5. Ten Items to Pack in the “Doggie” Bag for the Day
Pack a WT-WTCH (What’s The Worst That Could Happen) bag, including a first aid kit, water bottle and bowl, vaccination records, current photo, flotation device (for water travelers), clean up bags, wet wipes and paper towels. Toss in an extra collar and leash in the event either is misplaced. Access to clean, cool water is an all-season must have. Has Fido been in a similar climate to that of your destination? Prevent problems with allergy medication(s), a doggie sweater, tweezers for tick removal and a flashlight for nighttime walks.
6. Products to Make the Journey a Safe One
Show some restraint in getting there (he’ll never ask “are we there yet,” but potty breaks are needed). Never allow your dog to hang its head outside the window of a moving vehicle, as road debris might seriously damage the eyes and sudden stops can be deadly. Travel-ready safety products including harnesses, seatbelts, pet partitions, and booster seats will keep your beloved pup out of harm’s way and prevent interference with driver focus. NEVER leave a pet unattended in a car.
7. Elderly Pets Travel Comfortably Thanks to This Handy Travel Mate
Leave no pet behind, and that means seniors, too! Check with your veterinarian to assess your golden oldie’s travel feasibility and then pack a pet stroller/buggy. These products offer an ingenuous mode of transportation for pups of all ages who simply get “dog tired.” As with car rides, acclimate your dog prior to using it on vacation.
8. The One Call to Make Prior to Traveling That Just Might Save Fido’s Life
Be prepared. While an emergency visit to the vet isn’t on your vacationing “to do” list, inevitably some of us will encounter this situation. Locate the nearest animal emergency clinic prior to leaving for your trip or ask staff upon checking in. Access to this emergency information while vacationing might just save your dog’s life.
9.How and Where to Eat with Fido on Vacation
“Waiter, a doggie bag, please!” Even better, take your dog with you to a dog-friendly eatery or outdoor café. Call ahead or log online to locate eateries which have special Fido-friendly sections in their outdoor patios. Dogs-welcomed policies are kept in place because of responsible owners, so do keep barking and begging to a minimum.

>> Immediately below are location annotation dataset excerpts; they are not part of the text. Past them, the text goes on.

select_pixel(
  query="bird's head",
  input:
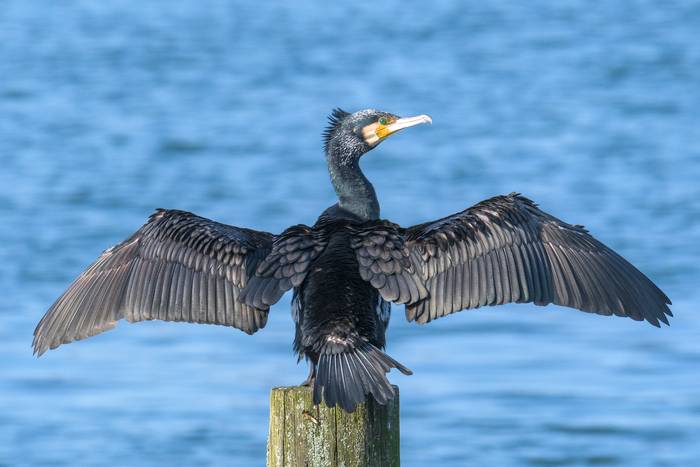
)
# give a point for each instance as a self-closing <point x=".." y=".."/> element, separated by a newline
<point x="349" y="136"/>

Look around on your next trip, then glance down to that loving companion by your side and pat yourself on the back for a job well done. Traveling with Fido takes a little planning, but be the human your pooch thinks you are and travel with these tips in mind.

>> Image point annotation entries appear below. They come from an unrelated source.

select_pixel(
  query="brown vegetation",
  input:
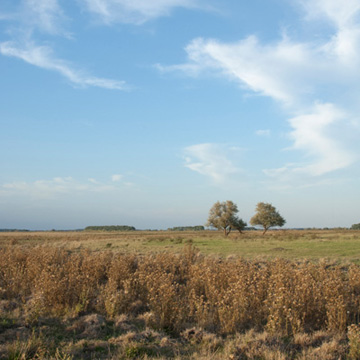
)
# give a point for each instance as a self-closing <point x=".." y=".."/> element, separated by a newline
<point x="193" y="299"/>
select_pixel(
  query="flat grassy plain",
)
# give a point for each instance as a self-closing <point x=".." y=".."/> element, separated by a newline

What’s your favorite tip for traveling with your dog?
Great tips — especially the idea of updating dog tags based on where you’re going to be!
I would also suggest programming directions to the nearest animal hospital into your GPS (or if you don’t have a GPS, scribble them out on paper and put them in your glove compartment). In the event of an emergency, it’s one less thing you have to think about when you’re already rattled. And always bring extra food — even some popular dog food brands are harder to find in different parts of the country, and if your local store doesn’t carry your pup’s brand and you have to try something new, your dog could end up with an upset stomach.

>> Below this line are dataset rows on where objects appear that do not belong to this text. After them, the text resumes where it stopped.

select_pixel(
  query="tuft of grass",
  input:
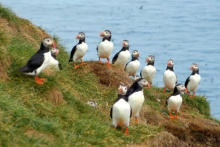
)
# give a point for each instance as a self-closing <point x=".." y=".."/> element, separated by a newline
<point x="28" y="118"/>
<point x="198" y="102"/>
<point x="8" y="14"/>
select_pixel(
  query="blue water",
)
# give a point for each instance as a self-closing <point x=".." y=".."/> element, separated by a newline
<point x="184" y="30"/>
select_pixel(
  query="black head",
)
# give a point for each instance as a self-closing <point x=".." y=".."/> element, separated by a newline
<point x="195" y="68"/>
<point x="122" y="89"/>
<point x="125" y="43"/>
<point x="178" y="89"/>
<point x="135" y="54"/>
<point x="54" y="51"/>
<point x="106" y="35"/>
<point x="150" y="60"/>
<point x="142" y="82"/>
<point x="48" y="42"/>
<point x="81" y="36"/>
<point x="170" y="63"/>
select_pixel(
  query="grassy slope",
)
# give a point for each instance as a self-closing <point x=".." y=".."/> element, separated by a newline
<point x="56" y="113"/>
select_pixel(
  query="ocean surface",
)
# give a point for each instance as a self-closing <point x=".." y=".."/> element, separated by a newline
<point x="186" y="31"/>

Additionally, as you noted, many hotels that claim to be dog-friendly charge high pet fees, place restrictions on size/weight/breed, or simply have nothing for your dog to do once you get there. So be sure to check the fine print and research local activities that are dog friendly before heading out. Or better yet, choose a vacation designed FOR dogs, like Canine Camp Getaway of NY, where everything revolves around having fun with Fido!
Agreed on the food, too, Janice. We always pack extra and feeding The Honest Kitchen, we make sure to have it handy.